Scott Foundas, writing for Variety, argues that the idea that Christianity is under siege is a bit paranoid:
Though you wouldn’t exactly guess it from the surveys that repeatedly show upwards of 80% of Americans identifying themselves as Christians, “God’s Not Dead” wants us to know that Christianity is under attack in the old U.S. of A. — attack from the liberal, “Duck Dynasty”-hating media, from titans of industry leading lives of wanton decadence, from observers of non-Christian faiths, and worst of all from the world of academia, with its self-important evolutionary scientists and atheistic philosophes.
But the statistic he cites is misleading. Of the 80% that identify as Christians, many of them do not go to church, and of those that do, many of them give little thought to religious matters the rest of the week. They are casual Christians, the default attitude of most characters in a typical movie. It is those that believe too much or too little that Hollywood has been at pains to put in a bad light.
If Hollywood has been hard on atheists, it has been downright brutal when it comes to the religious, unless the movie is set in biblical times. While atheists typically have to repent (or be miserable if they do not), devout and pious Christians rarely exist as major characters, unless they are mentally weak. Priests are treated well, as long as they are pragmatic and somewhat worldly, but when religious characters start taking things too seriously, they are portrayed as hypocrites, as in Rain (1932), as evil, The Night of the Hunter (1955), or as fools, The War of the Worlds (1953). A good example of how both atheists and the godly are typically treated in a Hollywood movie is Inherit the Wind (1960). While the atheist (Gene Kelly) in that movie is put down as being lonely and miserable by the agnostic (Spencer Tracy), no less, he still manages to have some dignity by the end of the movie, and thus he gets off light compared to the two religious characters. One of them is a reverend (Claude Akins), whose fanaticism has made him so heartless that he condemns most people to Hell, including his own daughter. The other (Fredric March) is utterly humiliated, reduced to whimpering like a little child, while his wife, whom he calls “Mother,” rocks him in her arms, calling him “Baby.”

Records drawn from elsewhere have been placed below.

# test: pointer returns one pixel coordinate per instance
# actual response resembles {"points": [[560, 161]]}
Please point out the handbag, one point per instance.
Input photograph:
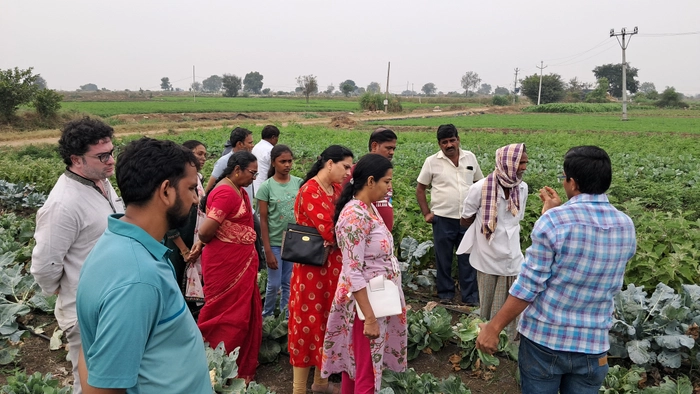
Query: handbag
{"points": [[303, 245], [383, 296]]}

In the face of such cinematic history, it is easy to understand why there might be an audience for films in which a man can be genuinely religious in the modern world without suffering the ordinary indignities. It is important that it be a man, by the way. Women have always been allowed to be religious in the movies, where it is implied that their purity of heart is the result of a foolish and impractical nature. Their piety is tolerated by the men who understand the way the world really is. That is why the hero of God’s Not Dead is Josh, a male college student, rather than a coed. Having a woman be the defender of Christianity would not have stood the movie in stark contrast to the usual Hollywood depictions of religious characters the way having it be a man does.
And so, while I didn’t care for this movie, I understand why there might be a felt need for films of this sort. I do not begrudge those who want to see movies like God’s Not Dead from having their Pure Flix, any more than I would begrudge them their places of worship. We don’t have to watch these movies if we don’t want to, and if we do, we know it will be like sitting in Sunday School and not like attending a seminar in the philosophy of religion.